Turns out the answer to that question is “at least mostly yes.” Quick funny personal story. I started working somewhere recently where they allowed new hires a choice between Windows, Mac, or Linux on their work laptop. I chose Linux, but didn’t like the distro they pre-installed on it. (KDE Neon. I preferred Arch. Insert hate here.) But the laptop had secure boot enabled and the PC support department wasn’t willing to let me disable that. The laptop would only allow certain kernels to boot. Windows and some kernels from some unknown set of Linux distros.

Just as a quick aside, the way it knew how to deny a specific kernel from running or allow another to run was with signatures. Canonical which makes Ubuntu includes cryptographic signatures in the kernel file identifying that kernel image as made and certified by Canonical. (Microsoft does roughly the same thing for Windows kernels.) The secure boot system on the laptop has a list of trusted certificates. If the kernel that the bootloader (which is also signed, by the way) asks the secure boot system to boot is signed by one of those certificates, it boots. If not, secure boot denies the request. Theoretically more certificates can probably be configured/trusted, but that wasn’t an option in my case.

But I still wanted to run Arch! Now, KDE Neon uses the Ubuntu kernel, so I knew that was one I could boot without access to the secure boot config. So I grabbed the .deb for the Ubuntu kernel, wrote a script to convert the .deb for the Ubuntu kernel into an Arch package. (Arch doesn’t use .debs or .rpms. It uses “pacman packages”.) I installed that arch package, configured the bootloader to point to the arch install including that Ubuntu kernel, and booted it. Viola! Arch (mostly) without secure boot access!
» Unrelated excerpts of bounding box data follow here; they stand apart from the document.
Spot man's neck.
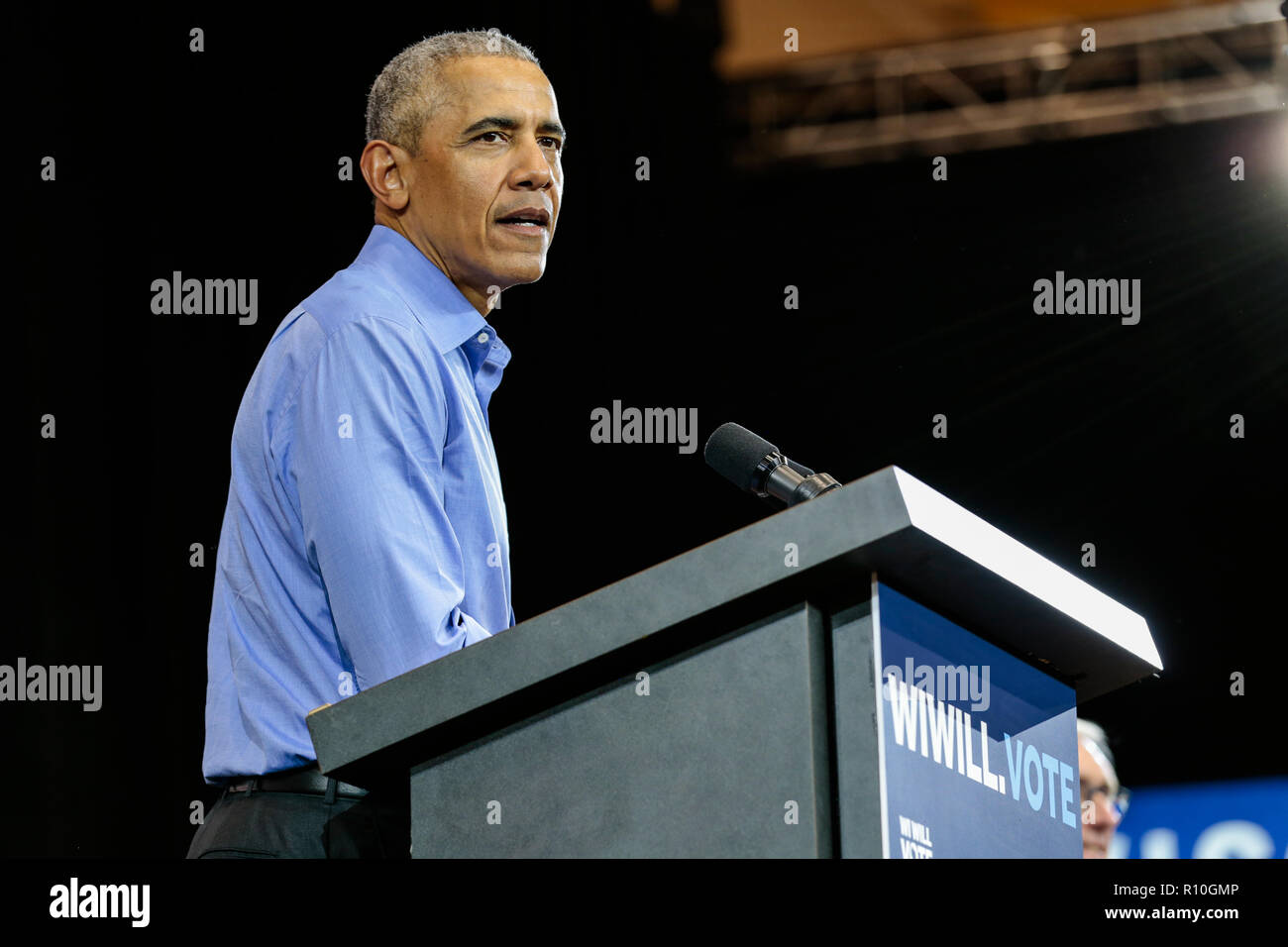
[375,209,492,318]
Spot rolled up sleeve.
[283,316,490,689]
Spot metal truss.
[730,0,1288,167]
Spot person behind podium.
[188,33,566,858]
[1078,717,1128,858]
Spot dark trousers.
[188,780,411,858]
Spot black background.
[12,3,1288,857]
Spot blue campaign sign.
[873,582,1082,858]
[1109,777,1288,858]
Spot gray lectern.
[308,467,1162,858]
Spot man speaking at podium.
[188,31,564,858]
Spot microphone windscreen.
[702,421,778,489]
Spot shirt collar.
[356,224,509,361]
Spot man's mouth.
[496,207,550,237]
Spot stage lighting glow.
[894,467,1163,670]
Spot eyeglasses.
[1082,786,1130,822]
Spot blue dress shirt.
[202,224,514,784]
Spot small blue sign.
[873,582,1082,858]
[1109,777,1288,858]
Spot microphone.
[702,421,841,506]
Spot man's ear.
[358,138,411,210]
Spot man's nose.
[510,142,554,191]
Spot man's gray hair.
[368,30,541,156]
[1078,716,1118,792]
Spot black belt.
[226,764,368,798]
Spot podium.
[308,467,1162,858]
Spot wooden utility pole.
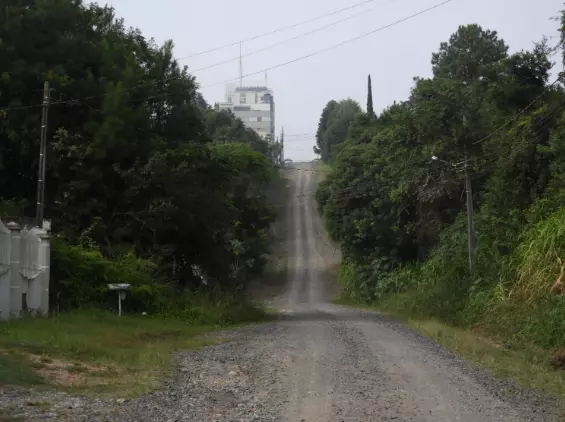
[35,81,50,228]
[465,153,475,272]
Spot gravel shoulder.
[0,163,559,422]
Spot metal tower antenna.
[239,41,243,88]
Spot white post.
[6,221,23,318]
[0,221,12,321]
[37,230,51,315]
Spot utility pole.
[239,41,243,88]
[35,81,50,228]
[465,152,475,273]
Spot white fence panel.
[0,221,12,320]
[20,227,41,281]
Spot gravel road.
[5,163,558,422]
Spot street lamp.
[432,154,476,272]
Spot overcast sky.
[103,0,564,161]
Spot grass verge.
[0,304,265,398]
[338,299,565,398]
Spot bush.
[50,236,165,312]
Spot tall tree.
[367,75,375,117]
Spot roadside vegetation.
[0,0,281,392]
[315,8,565,395]
[0,306,264,398]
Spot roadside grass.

What I was running was really kindof 95% Arch and 5% Ubuntu kernel. Kindof a Frankenstein’s monster of OS’s. But it worked perfectly.

And theoretically, just about any part of a distro can be replaced with the equivalent from another distro. (Or from the upstream/source version.) You could technically take a Fedora system and replace the package manager with apt (I’m guessing there isn’t an rpm package that would install apt on your Fedora, so you might have to make it yourself or just build it from source and install it manually) pointed at Ubuntu repositories and transform Fedora piece-by-piece into Ubuntu. It’d be a pretty wild and messy process. And it would probably be easier to just reformat and install Ubuntu. But it could be done.

Similarly, you could replace the init system. Artix is a fork of Arch that gives a choice of init systems whereas Arch only supports Systemd. And it’s kindof another Frankenstein’s monster of an OS because it still relies heavily on the Arch repos. But it works.